The Security Council recognized that merely stopping the fighting would not stabilize Liberia. It directed UNMIL to contribute to human rights protection, police training and reform, the restructuring of Liberia’s army, the re-establishment of functioning government administration, reform of the legal system, improvement in the administration of natural resources, and preparation for elections by 2005.[124] These programs have not been developed, and how they will be funded and staffed is unclear—the United Nations has never undertaken all these tasks without major assistance from regional organizations or individual states.[125]

The Security Council did not envision that UNMIL would achieve all this alone. The plan in Resolution 1509 included tasks not allocated to UNMIL. It suggested that ECOWAS, international organizations, and “interested states” should undertake them. The Security Council “encourage[d]” UNMIL to assist in the return of refugees and IDPs, “call[ed] on the international community to consider how it might help future economic development in Liberia aimed at achieving long-term stability,” and “call[ed] on the international donor community” to support the DDR program.[126]

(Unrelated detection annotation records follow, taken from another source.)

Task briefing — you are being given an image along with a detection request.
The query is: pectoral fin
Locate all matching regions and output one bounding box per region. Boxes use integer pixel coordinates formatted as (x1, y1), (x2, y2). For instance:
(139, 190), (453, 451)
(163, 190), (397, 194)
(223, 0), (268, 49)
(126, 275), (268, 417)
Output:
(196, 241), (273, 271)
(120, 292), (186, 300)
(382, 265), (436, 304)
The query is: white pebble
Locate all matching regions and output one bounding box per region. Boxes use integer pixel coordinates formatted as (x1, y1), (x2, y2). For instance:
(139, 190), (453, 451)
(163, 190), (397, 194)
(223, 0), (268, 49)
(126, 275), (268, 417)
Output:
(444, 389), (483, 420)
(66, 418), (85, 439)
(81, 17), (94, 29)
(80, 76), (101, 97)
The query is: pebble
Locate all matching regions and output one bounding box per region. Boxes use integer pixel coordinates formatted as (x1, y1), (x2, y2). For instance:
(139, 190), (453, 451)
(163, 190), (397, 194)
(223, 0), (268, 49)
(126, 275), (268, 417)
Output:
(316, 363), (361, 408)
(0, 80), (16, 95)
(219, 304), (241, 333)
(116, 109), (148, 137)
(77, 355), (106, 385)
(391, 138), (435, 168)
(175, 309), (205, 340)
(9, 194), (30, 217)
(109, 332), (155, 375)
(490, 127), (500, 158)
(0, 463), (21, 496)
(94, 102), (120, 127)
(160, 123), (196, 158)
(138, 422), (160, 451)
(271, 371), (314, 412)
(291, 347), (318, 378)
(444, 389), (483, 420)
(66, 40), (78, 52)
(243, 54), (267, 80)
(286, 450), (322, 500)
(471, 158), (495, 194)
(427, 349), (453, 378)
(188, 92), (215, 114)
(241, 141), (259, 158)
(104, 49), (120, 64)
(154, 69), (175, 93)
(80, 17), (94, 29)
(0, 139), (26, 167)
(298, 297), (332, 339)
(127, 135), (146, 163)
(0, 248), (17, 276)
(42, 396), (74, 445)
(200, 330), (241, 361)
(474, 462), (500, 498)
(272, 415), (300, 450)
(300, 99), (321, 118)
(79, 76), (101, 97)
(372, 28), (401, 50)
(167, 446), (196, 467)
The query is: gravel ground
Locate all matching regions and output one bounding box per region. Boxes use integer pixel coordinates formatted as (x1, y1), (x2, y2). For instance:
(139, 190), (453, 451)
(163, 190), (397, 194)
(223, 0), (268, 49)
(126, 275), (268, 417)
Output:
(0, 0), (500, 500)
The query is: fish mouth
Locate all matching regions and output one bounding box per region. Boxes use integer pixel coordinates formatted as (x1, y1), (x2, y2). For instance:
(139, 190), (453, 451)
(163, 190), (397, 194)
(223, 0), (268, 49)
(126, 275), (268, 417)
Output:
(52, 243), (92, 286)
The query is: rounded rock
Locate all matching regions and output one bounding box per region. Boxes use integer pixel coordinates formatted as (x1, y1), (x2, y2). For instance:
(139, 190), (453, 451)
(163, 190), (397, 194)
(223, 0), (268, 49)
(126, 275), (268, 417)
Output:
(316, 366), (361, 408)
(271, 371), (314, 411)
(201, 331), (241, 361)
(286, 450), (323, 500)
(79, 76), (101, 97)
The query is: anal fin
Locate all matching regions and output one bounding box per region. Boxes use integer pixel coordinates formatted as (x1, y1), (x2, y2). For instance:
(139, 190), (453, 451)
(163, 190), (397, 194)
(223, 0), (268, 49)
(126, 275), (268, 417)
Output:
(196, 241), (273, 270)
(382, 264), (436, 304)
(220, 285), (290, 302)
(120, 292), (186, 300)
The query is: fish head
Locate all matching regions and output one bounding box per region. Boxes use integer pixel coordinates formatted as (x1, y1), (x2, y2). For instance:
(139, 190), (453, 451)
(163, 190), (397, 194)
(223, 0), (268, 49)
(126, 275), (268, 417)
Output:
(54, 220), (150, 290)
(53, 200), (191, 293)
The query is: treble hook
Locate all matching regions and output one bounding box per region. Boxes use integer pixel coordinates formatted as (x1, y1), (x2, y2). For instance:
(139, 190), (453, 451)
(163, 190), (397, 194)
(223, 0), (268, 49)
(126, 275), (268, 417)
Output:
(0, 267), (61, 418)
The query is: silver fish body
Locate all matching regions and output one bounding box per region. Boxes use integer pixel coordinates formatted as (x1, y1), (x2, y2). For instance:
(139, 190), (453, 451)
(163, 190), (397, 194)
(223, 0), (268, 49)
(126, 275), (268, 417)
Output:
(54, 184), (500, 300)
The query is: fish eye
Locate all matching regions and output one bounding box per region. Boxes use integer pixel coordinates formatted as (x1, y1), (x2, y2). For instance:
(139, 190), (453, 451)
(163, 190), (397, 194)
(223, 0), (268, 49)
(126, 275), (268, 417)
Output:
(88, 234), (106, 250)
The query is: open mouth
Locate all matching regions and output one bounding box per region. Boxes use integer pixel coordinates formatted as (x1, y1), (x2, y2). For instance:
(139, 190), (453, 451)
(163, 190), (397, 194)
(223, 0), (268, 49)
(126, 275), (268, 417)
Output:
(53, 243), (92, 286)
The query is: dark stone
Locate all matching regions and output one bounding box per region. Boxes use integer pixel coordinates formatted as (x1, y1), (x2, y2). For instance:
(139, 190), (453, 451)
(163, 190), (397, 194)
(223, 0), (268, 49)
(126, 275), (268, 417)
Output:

The international intervention has begun, but Resolution 1509 remains largely a paper plan. Many international relief NGOs have set up operations in Liberia since July, as have the U.N. World Food Program and High Commissioner for Refugees. An ECOWAS force was deployed to Monrovia in early August 2003 to separate the rebels and government forces and to facilitate the flow of humanitarian aid. Its members were placed under UNMIL command on October 1, 2003. New battalions will bring UNMIL’s peacekeeping component to full strength in early 2004.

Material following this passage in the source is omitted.